WASHINGTON (CN) – Justice Neil Gorsuch used a challenge to federal whistleblower protections before the Supreme Court on Tuesday to take aim at a core legal tenet of which he has long been critical.
The case at issue stems from Digital Realty Trust’s firing of Paul Somers in 2014.
Somers challenged his firing under the Dodd-Frank Wall Street Reform and Consumer Protection Act, but Digital Realty Trust contends that the law’s whistleblower protections are not applicable.
Though Somers was fired after blowing the whistle on a supervisor he accused of illegally axed certain internal controls at the company, Digital Realty Trust claimed that Somers would have needed to report his supervisor to the Securities and Exchange Commission to qualify for Dodd-Frank protections.
Deferring to how the SEC has interpreted the regulation, both the District Court and the Ninth Circuit have rejected this argument from the employer.
Gorsuch questioned this result at oral arguments Tuesday, asking how the agency could get away with such rulemaking when Dodd-Frank’s text explicitly mentions only people who come to the government to report wrongdoing.
“How much clearer could they have possibly been?” Gorsuch asked.
In legal parlance, a judicial doctrine known as Chevron deference lets administrative agencies interpret their own ambiguous statutes so long as their interpretation is reasonable.
Gorsuch gained a reputation for his criticism of Chevron deference when he sat on the 10th Circuit, and the Trump nominee’s distaste for the doctrine shone through on Tuesday as he questioned why the SEC should be allowed to change the meaning of whistleblower.
In addition to not indicating that it was considering bringing retaliation protections to people who report wrongdoing internally in its notice of proposed rulemaking, the SEC did not give detailed justification for the change after the fact, Gorsuch said.
“How does all that get you Chevron?” Gorsuch asked.
In the past Gorsuch has referred to Chevron deference as a “behemoth” and “an elephant in the room.” Conservatives have grown more vocal in their questioning of the doctrine recently, with the House passing a bill in January that in part aimed to stop judges from relying on Chevron.
When Assistant to the Solicitor General Christopher Michel seemed to bend to Gorsuch’s view, Justice Stephen Breyer came to the doctrine’s defense toward the end of the hearing.
“Are you wary of the government conceding that point?,” Breyer asked. “I would be wary of that because I don’t know what implications it has for other cases where, in fact, you start chipping away in an unforeseen way.”
Daniel Geyser, an attorney for Somers with the Dallas firm Stris & Maher, argued that Chevron deference is a small part of why his client should be protected from retaliation under Dodd-Frank.
Geyser said it would create a “serious anomaly” if the court were to read Dodd-Frank as protecting only employees fired after reporting misconduct to the SEC.
“The entire securities framework is hinged on internal whistleblowing,” Geyser said.

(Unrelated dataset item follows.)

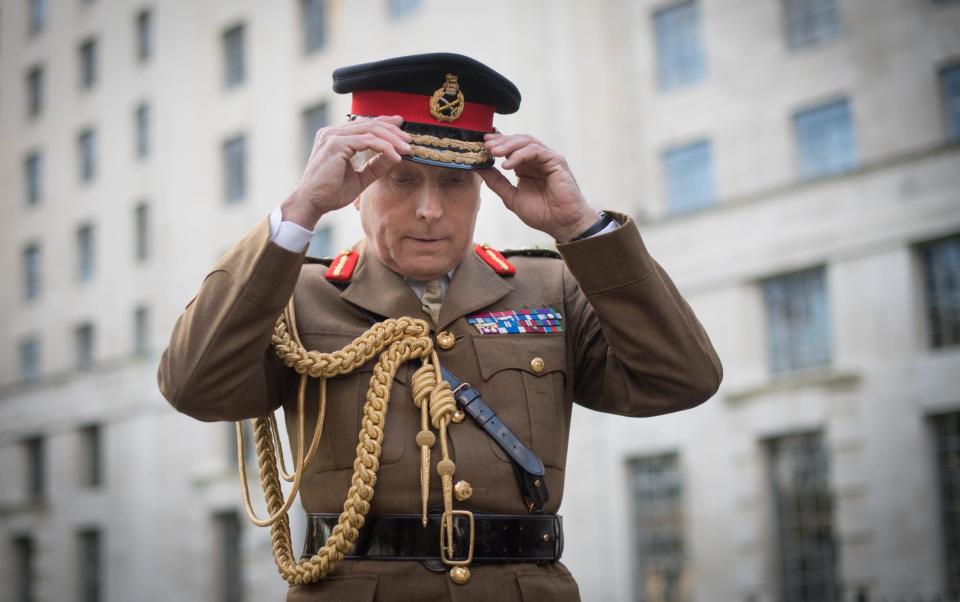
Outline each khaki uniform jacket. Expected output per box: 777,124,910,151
158,211,722,602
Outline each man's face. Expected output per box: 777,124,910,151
356,160,481,281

He argued that the Ninth Circuit rightly concluded that Congress meant Dodd-Frank to incorporate the internal whistleblower protections included in the Sarbanes-Oxley Act, a separate law Congress passed in the wake of the Enron scandal.
“It doesn’t make any sense to say that people have to engage in internal reporting, yet they’re unprotected when they do that,” Geyser said.
But the justices seemed skeptical of his arguments, questioning why internal whistleblowers need to have the protections of Dodd-Frank when Sarbanes-Oxley already covers them, even if its rules for filing suit are less generous.
“If you want to make it tougher, which they do, it makes sense in a statute that’s mostly about awards for reporting to the SEC to say it’s where the SEC is directly involved that we cut out the need to exhaust, while if, in fact, you read it your way we’ve basically eliminated Sarbanes-Oxley because everybody would bring it under this provision,” Breyer said.
Kannon Shanmugam, an attorney for Digital Realty Trust with the Washington firm Williams and Connolly, hammered this point during his arguments, saying the court should leave in place the scheme Congress crafted.
“Far from being absurd, that plain text interpretation is entirely consistent with the history and the structure of the whistleblower provisions and with Congress’ overarching objective of promoting reporting to the SEC,” Shanmugam said.
The two Obama nominees on the court, Justices Elena Kagan and Sonia Sotomayor, were the most critical of Digital Realty Trust’s argument that Congress meant to exclude internal reporters from Dodd-Frank’s whistleblower protections.
Kagan noted it is possible that Congress forgot about Dodd-Frank’s definition of whistleblower when it added the retaliation section late in the legislative process.
She added Shanmugam’s reading of the law could lead to the strange circumstance of someone being protected from firing just because they reported a violation a decade ago.